Stability analysis of the polytropic solar wind

Abstract

A linear stability analysis of a simple polytropic model for the solar wind dynamics within the framework of a magnetohydrodynamic equilibrium configuration is theoretically proposed. The simplistic analysis is based on the model developed based on the data available from the Advanced Composition Explorer (ACE) spacecraft mission. A unique form of dispersion relation is derived by coupling the adiabatic and polytropic processes in the limit of ideal gas approximation for the solar wind gas in accordance with the standard Fourier technique. Applying usual variable-separation methodology on the dispersion relation, we obtain the linear growth rate of the fluctuations.
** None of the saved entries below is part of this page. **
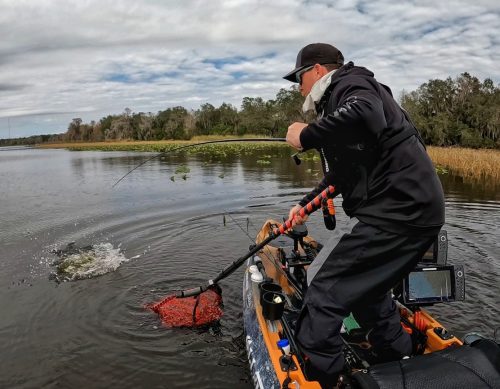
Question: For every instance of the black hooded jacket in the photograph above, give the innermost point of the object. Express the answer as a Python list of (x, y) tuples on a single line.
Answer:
[(374, 156)]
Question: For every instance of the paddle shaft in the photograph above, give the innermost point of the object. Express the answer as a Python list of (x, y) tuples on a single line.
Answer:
[(306, 210)]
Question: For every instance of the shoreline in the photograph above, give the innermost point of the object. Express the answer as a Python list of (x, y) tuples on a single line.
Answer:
[(472, 164)]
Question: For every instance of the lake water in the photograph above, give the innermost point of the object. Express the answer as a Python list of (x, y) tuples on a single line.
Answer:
[(161, 232)]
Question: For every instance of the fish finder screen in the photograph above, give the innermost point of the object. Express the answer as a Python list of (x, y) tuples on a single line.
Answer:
[(435, 284)]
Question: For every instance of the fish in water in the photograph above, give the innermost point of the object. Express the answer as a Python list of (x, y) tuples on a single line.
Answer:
[(76, 263)]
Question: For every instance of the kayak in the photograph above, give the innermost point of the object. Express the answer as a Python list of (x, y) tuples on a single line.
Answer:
[(274, 285)]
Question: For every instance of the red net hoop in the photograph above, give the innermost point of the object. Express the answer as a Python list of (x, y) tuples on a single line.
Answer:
[(196, 311)]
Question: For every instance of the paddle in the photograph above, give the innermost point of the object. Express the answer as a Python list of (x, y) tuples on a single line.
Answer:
[(202, 305)]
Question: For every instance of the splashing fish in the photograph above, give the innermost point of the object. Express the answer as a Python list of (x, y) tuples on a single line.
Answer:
[(77, 263)]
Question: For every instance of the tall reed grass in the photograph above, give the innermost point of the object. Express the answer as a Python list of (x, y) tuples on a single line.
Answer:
[(481, 164)]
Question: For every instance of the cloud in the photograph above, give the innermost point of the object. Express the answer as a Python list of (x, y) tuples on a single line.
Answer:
[(62, 59)]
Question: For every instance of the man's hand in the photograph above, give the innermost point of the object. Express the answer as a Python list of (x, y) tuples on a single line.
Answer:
[(293, 134), (298, 219)]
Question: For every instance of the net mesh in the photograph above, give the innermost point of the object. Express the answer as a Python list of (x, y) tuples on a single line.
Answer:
[(195, 311)]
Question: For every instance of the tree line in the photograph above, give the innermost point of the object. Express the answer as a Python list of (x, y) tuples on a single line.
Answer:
[(463, 111)]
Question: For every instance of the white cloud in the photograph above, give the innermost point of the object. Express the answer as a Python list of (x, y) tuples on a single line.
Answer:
[(58, 59)]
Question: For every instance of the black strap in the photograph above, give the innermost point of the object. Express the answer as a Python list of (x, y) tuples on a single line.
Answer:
[(286, 382)]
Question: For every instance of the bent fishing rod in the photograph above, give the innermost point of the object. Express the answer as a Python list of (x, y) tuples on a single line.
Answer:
[(294, 156), (306, 210)]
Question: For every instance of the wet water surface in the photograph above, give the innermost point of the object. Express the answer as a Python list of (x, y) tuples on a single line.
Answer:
[(159, 230)]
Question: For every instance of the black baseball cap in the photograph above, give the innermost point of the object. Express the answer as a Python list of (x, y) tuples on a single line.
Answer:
[(321, 53)]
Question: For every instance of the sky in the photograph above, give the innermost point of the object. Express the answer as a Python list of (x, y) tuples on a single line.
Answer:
[(61, 60)]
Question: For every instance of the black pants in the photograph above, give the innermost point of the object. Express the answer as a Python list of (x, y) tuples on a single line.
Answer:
[(356, 276)]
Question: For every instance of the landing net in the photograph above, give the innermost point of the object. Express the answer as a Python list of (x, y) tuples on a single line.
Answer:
[(196, 311)]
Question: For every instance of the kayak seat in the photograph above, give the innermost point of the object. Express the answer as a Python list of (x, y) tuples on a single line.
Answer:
[(476, 366)]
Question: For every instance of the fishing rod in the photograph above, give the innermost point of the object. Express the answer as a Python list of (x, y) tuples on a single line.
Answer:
[(309, 208), (294, 156)]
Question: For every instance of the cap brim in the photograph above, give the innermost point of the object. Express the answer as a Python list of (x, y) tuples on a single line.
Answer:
[(292, 76)]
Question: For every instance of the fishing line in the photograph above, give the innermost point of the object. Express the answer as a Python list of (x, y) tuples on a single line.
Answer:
[(248, 235), (295, 157)]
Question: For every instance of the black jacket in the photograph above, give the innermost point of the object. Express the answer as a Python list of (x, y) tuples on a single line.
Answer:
[(373, 155)]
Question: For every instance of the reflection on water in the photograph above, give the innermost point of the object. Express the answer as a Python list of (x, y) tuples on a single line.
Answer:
[(95, 332)]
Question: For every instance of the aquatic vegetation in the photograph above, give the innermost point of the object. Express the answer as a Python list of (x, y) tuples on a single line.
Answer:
[(441, 170), (472, 164)]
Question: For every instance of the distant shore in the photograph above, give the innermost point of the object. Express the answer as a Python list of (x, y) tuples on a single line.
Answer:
[(469, 163)]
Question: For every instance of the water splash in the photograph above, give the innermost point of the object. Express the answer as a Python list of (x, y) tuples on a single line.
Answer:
[(77, 263)]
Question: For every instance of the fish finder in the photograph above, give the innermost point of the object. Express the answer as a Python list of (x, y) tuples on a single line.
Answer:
[(430, 284)]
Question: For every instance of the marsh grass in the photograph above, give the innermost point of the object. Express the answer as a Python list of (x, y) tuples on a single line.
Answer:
[(471, 164)]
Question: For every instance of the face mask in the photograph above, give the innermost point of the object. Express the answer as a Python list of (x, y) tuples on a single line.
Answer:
[(317, 92)]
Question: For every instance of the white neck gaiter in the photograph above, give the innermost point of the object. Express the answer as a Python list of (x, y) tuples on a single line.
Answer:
[(317, 92)]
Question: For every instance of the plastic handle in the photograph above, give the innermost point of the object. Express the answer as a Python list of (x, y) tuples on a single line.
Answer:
[(309, 208)]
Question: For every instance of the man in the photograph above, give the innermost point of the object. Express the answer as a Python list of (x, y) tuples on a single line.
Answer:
[(373, 155)]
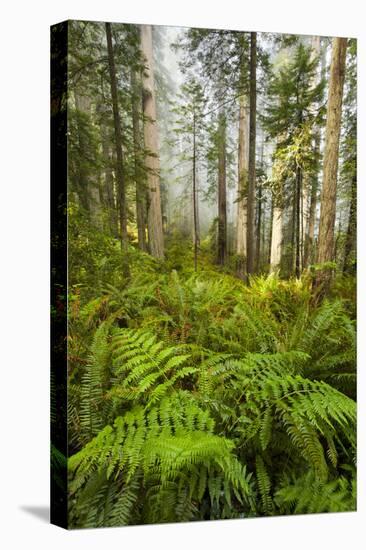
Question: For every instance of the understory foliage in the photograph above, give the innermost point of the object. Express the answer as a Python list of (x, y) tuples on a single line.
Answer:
[(194, 396)]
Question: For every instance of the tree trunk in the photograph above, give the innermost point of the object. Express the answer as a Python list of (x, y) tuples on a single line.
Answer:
[(310, 188), (138, 169), (108, 185), (331, 153), (276, 240), (241, 221), (194, 193), (222, 225), (298, 222), (119, 151), (258, 232), (259, 219), (154, 216), (348, 266), (252, 140)]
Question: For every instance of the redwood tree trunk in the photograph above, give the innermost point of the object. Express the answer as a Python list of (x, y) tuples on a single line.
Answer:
[(252, 140), (194, 193), (119, 151), (331, 153), (349, 267), (152, 163), (241, 221), (222, 225), (138, 169)]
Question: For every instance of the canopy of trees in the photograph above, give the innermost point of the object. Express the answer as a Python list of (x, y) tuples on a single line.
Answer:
[(212, 273)]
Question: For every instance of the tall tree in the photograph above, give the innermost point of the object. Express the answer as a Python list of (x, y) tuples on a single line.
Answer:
[(310, 190), (243, 158), (154, 216), (121, 185), (252, 143), (222, 214), (292, 117), (331, 154), (136, 91)]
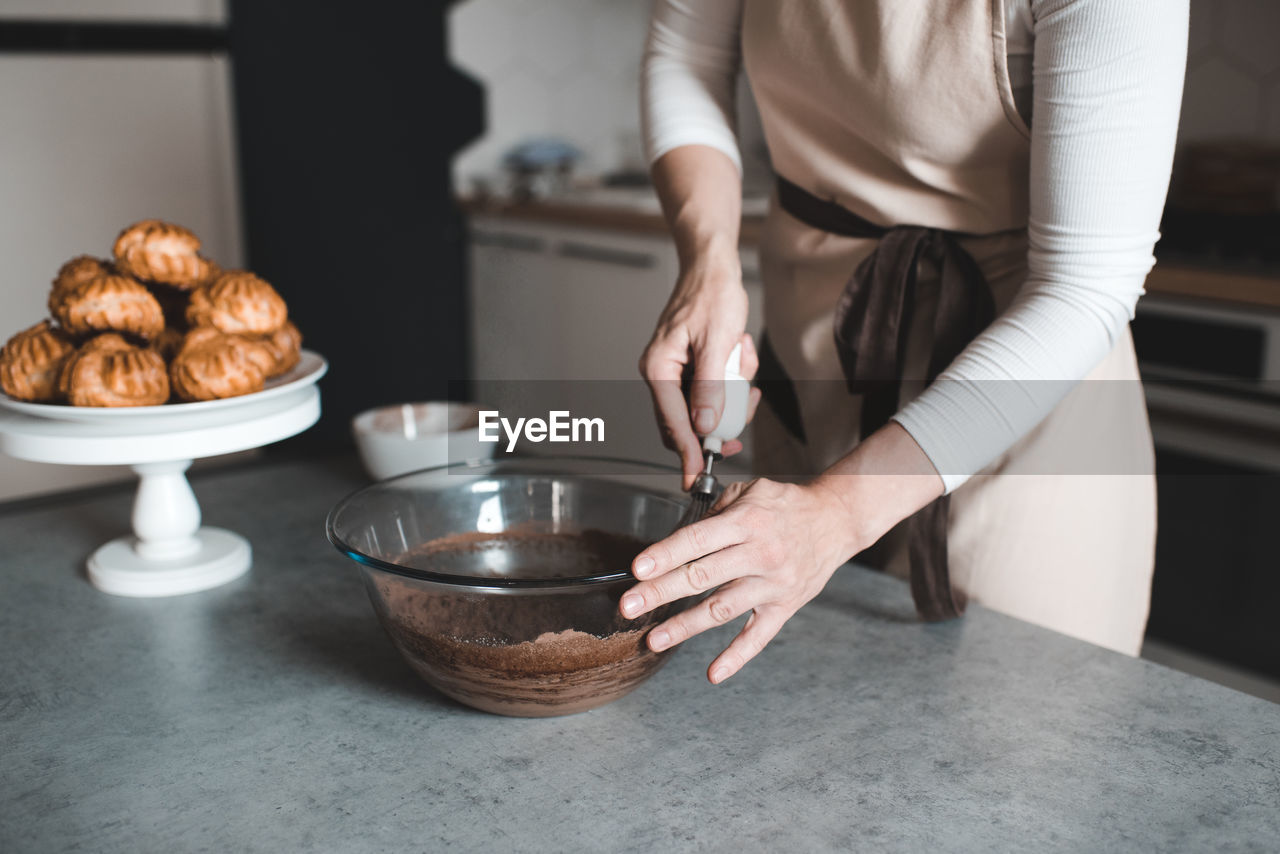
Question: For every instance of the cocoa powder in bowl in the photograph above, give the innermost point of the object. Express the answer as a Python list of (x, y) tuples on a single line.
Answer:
[(524, 652)]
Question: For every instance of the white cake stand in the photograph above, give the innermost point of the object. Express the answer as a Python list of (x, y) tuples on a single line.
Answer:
[(169, 552)]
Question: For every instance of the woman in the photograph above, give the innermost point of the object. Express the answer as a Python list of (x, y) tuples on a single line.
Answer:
[(967, 204)]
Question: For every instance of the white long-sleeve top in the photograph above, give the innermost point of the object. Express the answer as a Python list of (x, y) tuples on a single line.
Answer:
[(1105, 81)]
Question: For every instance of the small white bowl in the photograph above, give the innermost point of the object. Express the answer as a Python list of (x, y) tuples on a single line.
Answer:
[(407, 437)]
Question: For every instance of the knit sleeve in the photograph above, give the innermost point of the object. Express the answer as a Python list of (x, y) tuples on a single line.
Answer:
[(688, 82), (1107, 88)]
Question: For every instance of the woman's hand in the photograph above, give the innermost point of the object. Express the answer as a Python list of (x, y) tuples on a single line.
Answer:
[(700, 325), (702, 199), (769, 547)]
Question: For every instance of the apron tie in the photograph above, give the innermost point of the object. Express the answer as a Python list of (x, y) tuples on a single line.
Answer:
[(873, 319)]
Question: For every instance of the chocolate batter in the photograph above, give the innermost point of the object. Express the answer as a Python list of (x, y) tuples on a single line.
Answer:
[(526, 652)]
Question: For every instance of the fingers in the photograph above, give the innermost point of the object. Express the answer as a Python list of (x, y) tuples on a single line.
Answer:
[(662, 375), (750, 361), (727, 603), (707, 396), (685, 546), (759, 630), (698, 576)]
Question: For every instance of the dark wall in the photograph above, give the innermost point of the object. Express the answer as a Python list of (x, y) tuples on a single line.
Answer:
[(1217, 580), (347, 118)]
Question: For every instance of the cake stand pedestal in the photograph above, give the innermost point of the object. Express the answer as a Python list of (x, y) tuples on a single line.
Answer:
[(169, 552)]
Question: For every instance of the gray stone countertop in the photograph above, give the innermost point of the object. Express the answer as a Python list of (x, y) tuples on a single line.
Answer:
[(274, 715)]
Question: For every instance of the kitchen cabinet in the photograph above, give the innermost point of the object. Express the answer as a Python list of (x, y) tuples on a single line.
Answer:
[(563, 313)]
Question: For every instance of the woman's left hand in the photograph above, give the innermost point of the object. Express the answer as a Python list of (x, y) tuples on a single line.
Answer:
[(769, 547)]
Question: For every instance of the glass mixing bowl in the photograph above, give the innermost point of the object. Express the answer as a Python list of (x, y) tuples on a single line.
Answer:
[(499, 580)]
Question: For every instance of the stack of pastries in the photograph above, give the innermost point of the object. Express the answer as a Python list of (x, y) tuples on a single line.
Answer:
[(156, 323)]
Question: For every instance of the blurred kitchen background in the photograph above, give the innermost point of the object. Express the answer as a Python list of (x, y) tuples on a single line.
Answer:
[(456, 191)]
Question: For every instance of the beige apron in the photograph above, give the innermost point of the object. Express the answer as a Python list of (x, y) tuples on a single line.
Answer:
[(900, 112)]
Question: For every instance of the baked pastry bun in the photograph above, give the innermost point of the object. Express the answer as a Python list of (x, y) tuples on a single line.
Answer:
[(76, 272), (158, 251), (31, 362), (168, 343), (238, 302), (110, 302), (108, 370), (286, 348), (213, 365)]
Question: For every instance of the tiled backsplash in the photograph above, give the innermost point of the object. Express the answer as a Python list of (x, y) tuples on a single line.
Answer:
[(1233, 71), (570, 68), (567, 68)]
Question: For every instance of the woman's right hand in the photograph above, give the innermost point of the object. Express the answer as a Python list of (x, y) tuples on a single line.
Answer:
[(703, 322)]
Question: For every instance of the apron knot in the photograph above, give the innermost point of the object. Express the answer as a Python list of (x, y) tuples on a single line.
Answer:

It is seen that the growth rate is an explicitly nonlinear function of the variable polytropic index (α) and radial position (r) with respect to the considered center of the Sun. Numerical analyses are carried out to understand the physical insight of the growth profiles of the fluctuations. It is shown that the growth is maximized near the solar corona, where α ∼ 1, relative to that observed elsewhere in the entire solar plasma system. The source for this growth may be attributed to the free flow of energy coming from the dynamic equilibrium of the solar plasma itself. As compared with existing model predictions, our results are qualitatively capable of reproducing the average behavior of the solar wind fluctuation and stability behaviors on the astrophysical scales of space and time.